Пора оставить прошлое в прошлом.
Он решительно направился к лесному домику.
Глава 16
Кэсси трудно было избавиться от иррациональной уверенности, что Теодор ушел насовсем. Поэтому его возвращению она искренне обрадовалась. Пришел Теодор с одной сумкой, хотя довольно объемной, и с каким-то мрачным видом.
Поэтому свою радость Кэсси скрыла и поинтересовалась деловито:
— Закончил с делами?
— Да, — коротко ответил он.
— А что такой… невеселый? — все-таки спросила девушка.
— Кажется, я поругался со всеми, кого увидел. Отцом, мачехой, Оливией…
— Оливией?! — изумилась Кэсси. — Зачем ты с ней встречался?

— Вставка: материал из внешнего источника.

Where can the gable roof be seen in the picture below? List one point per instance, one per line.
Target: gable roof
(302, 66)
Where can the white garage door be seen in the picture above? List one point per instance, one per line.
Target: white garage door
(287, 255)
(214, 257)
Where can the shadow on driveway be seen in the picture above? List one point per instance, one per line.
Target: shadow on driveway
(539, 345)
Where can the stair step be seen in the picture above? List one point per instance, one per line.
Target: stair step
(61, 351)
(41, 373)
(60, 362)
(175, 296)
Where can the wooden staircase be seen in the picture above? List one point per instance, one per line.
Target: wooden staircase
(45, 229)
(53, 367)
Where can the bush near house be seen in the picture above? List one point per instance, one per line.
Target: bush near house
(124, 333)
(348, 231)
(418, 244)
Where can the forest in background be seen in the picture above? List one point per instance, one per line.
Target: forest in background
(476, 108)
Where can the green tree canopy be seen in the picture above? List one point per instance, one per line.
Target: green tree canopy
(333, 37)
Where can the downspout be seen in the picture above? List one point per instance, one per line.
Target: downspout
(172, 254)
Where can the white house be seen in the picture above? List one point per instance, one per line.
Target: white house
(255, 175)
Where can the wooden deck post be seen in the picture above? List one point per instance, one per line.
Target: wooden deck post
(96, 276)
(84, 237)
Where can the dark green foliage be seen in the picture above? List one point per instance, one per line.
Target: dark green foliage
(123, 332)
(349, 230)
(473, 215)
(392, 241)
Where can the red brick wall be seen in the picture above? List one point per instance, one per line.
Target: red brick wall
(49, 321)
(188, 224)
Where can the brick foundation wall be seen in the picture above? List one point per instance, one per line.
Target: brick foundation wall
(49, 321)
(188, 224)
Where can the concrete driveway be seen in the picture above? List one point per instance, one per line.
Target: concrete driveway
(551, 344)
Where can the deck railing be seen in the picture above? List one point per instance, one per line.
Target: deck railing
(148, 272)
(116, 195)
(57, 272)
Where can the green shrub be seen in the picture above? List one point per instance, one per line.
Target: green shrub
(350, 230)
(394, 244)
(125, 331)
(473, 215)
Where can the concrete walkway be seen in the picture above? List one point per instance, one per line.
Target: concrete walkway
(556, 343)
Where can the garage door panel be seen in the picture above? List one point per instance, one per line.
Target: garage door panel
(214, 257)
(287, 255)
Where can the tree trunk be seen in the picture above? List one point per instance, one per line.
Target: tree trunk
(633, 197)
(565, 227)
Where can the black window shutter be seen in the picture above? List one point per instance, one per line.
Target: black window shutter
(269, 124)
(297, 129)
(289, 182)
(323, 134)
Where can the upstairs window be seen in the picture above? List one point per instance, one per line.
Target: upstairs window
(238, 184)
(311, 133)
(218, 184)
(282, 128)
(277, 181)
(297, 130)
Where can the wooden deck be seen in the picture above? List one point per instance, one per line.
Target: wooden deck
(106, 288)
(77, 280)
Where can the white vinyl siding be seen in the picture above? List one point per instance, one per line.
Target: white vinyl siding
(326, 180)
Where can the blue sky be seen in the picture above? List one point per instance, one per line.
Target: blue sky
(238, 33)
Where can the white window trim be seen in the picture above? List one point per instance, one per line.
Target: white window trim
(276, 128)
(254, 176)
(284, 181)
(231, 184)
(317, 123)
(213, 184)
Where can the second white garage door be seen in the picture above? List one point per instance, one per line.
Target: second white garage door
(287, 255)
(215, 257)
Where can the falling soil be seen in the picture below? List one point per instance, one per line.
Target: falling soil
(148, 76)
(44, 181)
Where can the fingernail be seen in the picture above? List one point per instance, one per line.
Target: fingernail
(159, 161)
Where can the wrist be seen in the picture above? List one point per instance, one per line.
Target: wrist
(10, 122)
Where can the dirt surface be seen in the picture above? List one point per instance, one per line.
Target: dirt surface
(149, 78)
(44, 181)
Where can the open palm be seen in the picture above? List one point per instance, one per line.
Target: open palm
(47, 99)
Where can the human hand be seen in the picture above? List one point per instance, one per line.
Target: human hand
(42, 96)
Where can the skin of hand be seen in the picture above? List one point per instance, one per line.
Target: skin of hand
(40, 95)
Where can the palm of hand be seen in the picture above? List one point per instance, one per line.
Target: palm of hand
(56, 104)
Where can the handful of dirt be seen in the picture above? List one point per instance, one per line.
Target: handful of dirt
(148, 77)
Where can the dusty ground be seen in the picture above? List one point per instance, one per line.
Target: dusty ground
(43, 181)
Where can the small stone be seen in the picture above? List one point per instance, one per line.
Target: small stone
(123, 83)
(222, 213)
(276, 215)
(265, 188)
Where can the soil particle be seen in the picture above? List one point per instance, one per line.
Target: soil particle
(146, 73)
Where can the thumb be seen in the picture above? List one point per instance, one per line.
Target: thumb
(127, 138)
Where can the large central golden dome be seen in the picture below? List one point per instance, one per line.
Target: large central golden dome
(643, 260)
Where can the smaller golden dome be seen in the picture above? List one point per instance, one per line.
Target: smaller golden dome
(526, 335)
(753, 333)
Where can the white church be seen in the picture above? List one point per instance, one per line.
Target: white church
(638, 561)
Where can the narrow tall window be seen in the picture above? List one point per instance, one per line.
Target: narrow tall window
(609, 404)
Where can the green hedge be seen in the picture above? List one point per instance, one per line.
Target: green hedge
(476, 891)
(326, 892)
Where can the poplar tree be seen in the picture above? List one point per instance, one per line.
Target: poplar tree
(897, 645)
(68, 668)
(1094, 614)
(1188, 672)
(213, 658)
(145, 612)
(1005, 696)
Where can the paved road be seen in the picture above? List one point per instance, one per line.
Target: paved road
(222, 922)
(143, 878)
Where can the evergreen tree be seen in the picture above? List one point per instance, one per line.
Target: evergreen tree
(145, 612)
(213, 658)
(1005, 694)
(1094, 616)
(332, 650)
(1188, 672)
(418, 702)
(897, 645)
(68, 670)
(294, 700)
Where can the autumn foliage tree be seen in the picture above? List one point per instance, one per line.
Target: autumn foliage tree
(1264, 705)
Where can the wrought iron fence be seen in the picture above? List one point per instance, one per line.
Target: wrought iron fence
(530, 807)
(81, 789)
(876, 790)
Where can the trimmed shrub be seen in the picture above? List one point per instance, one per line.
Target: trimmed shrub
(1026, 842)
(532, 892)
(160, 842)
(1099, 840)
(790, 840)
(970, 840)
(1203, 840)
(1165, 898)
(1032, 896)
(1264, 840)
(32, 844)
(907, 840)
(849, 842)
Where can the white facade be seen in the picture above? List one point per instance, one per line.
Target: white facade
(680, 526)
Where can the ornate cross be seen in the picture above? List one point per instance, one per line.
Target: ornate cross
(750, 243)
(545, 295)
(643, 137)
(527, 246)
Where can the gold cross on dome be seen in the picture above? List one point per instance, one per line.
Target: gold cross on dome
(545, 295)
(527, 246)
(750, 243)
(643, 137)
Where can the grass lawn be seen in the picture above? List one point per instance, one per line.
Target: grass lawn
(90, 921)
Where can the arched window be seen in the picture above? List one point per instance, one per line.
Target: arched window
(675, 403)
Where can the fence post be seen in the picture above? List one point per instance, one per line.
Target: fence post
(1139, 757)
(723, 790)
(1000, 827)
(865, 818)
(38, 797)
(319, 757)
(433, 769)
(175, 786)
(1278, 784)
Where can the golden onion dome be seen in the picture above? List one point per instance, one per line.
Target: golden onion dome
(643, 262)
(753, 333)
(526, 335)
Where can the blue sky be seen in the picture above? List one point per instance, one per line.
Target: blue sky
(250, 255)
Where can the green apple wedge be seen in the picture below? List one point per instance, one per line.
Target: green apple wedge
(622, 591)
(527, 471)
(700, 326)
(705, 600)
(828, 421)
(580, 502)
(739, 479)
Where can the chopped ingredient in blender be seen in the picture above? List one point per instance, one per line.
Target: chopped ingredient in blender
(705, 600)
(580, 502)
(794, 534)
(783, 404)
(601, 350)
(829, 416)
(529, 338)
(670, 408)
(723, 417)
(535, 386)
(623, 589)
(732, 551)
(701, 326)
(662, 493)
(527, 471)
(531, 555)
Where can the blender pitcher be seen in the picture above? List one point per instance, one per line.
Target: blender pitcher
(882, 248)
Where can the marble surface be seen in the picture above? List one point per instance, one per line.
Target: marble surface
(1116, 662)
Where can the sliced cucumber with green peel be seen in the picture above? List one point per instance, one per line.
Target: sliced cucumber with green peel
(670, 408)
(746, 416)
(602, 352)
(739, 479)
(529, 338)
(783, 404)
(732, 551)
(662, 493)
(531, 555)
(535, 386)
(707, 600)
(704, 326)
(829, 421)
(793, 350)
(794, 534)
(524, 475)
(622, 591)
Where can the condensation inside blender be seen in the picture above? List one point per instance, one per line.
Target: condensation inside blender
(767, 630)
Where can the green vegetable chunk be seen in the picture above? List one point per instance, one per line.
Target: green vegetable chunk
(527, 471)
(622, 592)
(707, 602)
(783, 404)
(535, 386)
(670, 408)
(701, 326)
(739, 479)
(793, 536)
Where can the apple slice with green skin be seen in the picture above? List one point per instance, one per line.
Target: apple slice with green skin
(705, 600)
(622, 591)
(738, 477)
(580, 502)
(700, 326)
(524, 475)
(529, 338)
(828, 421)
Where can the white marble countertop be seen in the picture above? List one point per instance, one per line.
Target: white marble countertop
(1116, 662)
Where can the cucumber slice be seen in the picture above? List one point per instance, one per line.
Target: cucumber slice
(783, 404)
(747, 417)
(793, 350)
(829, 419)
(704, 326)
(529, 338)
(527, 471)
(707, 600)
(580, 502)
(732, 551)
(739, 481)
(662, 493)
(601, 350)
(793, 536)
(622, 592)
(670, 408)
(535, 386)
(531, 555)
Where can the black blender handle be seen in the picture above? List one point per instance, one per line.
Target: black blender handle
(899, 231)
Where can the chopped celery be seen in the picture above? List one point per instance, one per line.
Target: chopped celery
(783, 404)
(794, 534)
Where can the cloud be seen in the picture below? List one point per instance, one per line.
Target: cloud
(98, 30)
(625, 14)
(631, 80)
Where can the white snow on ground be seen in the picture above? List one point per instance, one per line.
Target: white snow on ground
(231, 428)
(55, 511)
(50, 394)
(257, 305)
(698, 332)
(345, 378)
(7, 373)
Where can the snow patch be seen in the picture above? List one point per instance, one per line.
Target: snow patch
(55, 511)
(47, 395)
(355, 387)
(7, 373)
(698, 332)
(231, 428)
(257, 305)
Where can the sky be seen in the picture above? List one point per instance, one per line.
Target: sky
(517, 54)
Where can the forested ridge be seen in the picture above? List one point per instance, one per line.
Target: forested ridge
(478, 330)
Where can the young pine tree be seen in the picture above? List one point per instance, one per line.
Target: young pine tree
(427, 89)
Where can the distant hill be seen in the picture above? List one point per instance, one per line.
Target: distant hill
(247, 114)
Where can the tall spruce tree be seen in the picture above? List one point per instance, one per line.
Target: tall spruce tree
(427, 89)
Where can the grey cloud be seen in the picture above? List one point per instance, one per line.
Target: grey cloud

— Не по своей воле, — поморщился Теодор. — Она заявилась в Резиденцию в попытке меня вернуть.
— Она была убедительна? — полюбопытствовала Кэсси.
— По крайней мере, очень старалась.
— И ты не согласился?! — поразилась девушка.
— Я что, и впрямь похож на идиота? — нахмурился он.
— Не в обиду будет сказано, но в том, что касается этой девицы — да, похож, — осторожно кивнула Кэсси.
Она не хотела оскорблять Теодора, но решила, что стоит быть с ним честной. Иногда взгляд со стороны довольно полезен.
Парень закатил глаза:
— Это в прошлом. Как и Оливия.
Кэсси внимательно посмотрела на него, но фальши не уловила. По крайней мере, он действительно так думал. Сейчас. Но это не значило, что через какое-то время, когда обида на предательство поутихнет, Теодор не начнет задумываться о прощении.
Все-таки он очень любил Оливию.
— Рада за тебя, — Кэсси улыбнулась.
Он только хмыкнул и направился почему-то к сараю. Девушка из любопытства последовала за ним. Внутри Теодор небрежно кинул сумку на стол и начал извлекать из нее серо-матовые кубы разных размеров. Со все большим изумлением Кэсси наблюдала, как из недр сумки появляются все новые и новые заготовки.
— Это… что? — с подозрением уставилась она на сумку.
— Заготовки под артефакты, — пояснил Теодор. — Энерголит может принять любую нужную форму под воздействием артефактора.
Кассандра знала, что такое энерголит и как выглядят артефактные заготовки. В школе даже был такой предмет — артефакторика, но посещали его исключительно кадхаи. В свое время, возмущенная такой несправедливостью, Кэсси самостоятельно изучила все возможное, связанное с предметом. Поэтому заготовки ее не удивили, в отличие от сумки.
— Я про то, как это все туда влезло? — пояснила она свой интерес.